For effective shipping logistics in the country, the Director General of Maritime Administration and Safety Agency (NIMASA), Dr. Dakuku Peterside, has called for the synergy between the Local Content Act 2010 and the Coastal and Inland Shipping (Cabotage) Act 2003.

The NIMASA boss made the call on recently at a one-day seminar on “Local Content Development in Shipping, Oil and Gas Logistics Operations in Nigeria,” held in Lagos.

Represented by the Assistant Director, Shipping Development, Anna Akpan, the DG said that shipping is strategic and very importance to the oil and gas industry.

He noted that the cooperation between the two governing acts of the maritime sector would ensure the smooth transportation of over 70 per cent of all crude oil production by ship and boost the nation’s economy.

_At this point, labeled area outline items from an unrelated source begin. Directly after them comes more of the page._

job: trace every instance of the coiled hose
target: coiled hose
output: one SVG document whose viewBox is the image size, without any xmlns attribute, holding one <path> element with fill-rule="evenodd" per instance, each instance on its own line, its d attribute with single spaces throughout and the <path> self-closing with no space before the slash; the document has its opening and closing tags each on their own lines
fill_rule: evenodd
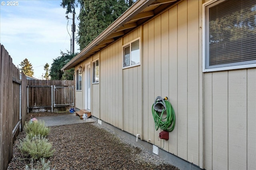
<svg viewBox="0 0 256 170">
<path fill-rule="evenodd" d="M 171 132 L 175 126 L 175 113 L 170 102 L 168 100 L 164 100 L 166 109 L 162 112 L 158 111 L 154 109 L 154 104 L 152 106 L 152 114 L 155 122 L 155 128 L 157 131 L 158 128 L 168 132 Z M 166 117 L 162 118 L 164 111 L 166 110 Z"/>
</svg>

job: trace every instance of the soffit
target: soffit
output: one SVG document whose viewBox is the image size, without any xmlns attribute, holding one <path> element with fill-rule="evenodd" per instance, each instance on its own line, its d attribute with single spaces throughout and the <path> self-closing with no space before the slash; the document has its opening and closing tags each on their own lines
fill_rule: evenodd
<svg viewBox="0 0 256 170">
<path fill-rule="evenodd" d="M 74 67 L 178 0 L 138 0 L 62 67 L 61 70 Z"/>
</svg>

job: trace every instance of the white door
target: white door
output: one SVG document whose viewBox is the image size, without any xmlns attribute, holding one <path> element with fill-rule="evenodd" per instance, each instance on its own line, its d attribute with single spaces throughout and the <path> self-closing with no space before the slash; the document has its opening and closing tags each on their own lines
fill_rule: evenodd
<svg viewBox="0 0 256 170">
<path fill-rule="evenodd" d="M 91 109 L 91 66 L 87 67 L 87 109 Z"/>
</svg>

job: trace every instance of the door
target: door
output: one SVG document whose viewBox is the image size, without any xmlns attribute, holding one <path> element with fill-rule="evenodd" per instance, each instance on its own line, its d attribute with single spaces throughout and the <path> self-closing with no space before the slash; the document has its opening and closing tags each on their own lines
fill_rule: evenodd
<svg viewBox="0 0 256 170">
<path fill-rule="evenodd" d="M 91 66 L 87 67 L 87 109 L 91 109 Z"/>
</svg>

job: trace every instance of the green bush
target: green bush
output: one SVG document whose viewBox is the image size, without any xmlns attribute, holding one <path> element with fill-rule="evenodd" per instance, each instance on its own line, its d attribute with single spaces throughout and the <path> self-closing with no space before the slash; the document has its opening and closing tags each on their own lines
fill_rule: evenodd
<svg viewBox="0 0 256 170">
<path fill-rule="evenodd" d="M 48 135 L 50 128 L 46 127 L 44 121 L 39 121 L 36 122 L 26 122 L 24 126 L 24 130 L 29 137 L 32 138 L 35 135 L 40 135 L 41 137 L 46 137 Z"/>
<path fill-rule="evenodd" d="M 35 160 L 48 158 L 52 156 L 55 150 L 52 149 L 52 144 L 45 137 L 40 135 L 32 138 L 27 135 L 20 143 L 18 148 L 25 156 Z"/>
<path fill-rule="evenodd" d="M 48 160 L 47 162 L 45 162 L 44 158 L 41 158 L 40 159 L 41 161 L 41 165 L 39 164 L 39 161 L 37 161 L 37 163 L 36 165 L 34 167 L 33 164 L 33 159 L 31 159 L 31 163 L 30 164 L 30 168 L 29 166 L 28 165 L 26 166 L 26 170 L 55 170 L 55 168 L 54 168 L 53 169 L 51 169 L 50 163 L 51 161 Z"/>
</svg>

“More oil production activities are being carried out offshore. This shows that the oil industry relies heavily on maritime industry for its smooth operations.

“In Nigeria, the maritime industry shares not only common business interests with the oil and gas sector but also common challenges.

“The most pronounced of these challenges is foreign domination. In spite of the huge revenue generated by these two industries, their impact in terms of employment and generation of economic growth had been so low.

“The oil and gas sector accounts for almost 90 per cent of the foreign earnings but contributes less than 20 per cent to Gross Domestic Product and five per cent of total employment which is a misnomer,” Peterside said.

He said that statistics have shown that the country generated an estimated annual cargo throughput of N150 million tons with freight earnings in excess of five billion dollars in international trade transactions.

Peterside said 95 per cent of the income was earned by foreigners with the attendant job deprivation to the country.

He said it has become necessary for the two agencies to identify areas of national interests and design a strategy for an effective implementation of the act.

Speaking further, he said that NIMASA had examined the provisions of the Local Content Act and came up with its implementation within the ambit of the Cabotage law.

Speaking also, the Corporate Communication and Zonal Coordinator, Nigerian Content Development and Monitoring Board (NCDMB), Ginah Ginah said that lack of vacancy has hampered active participation of trained workforce in local content development.

“We have trained 500,000 Nigerians on Local Content developments but there was no vacancy to enable them to operate.

“There is need to improve low functional steel sector to solve the immediate problem of the oil and gas sector in the country,” Ginah said.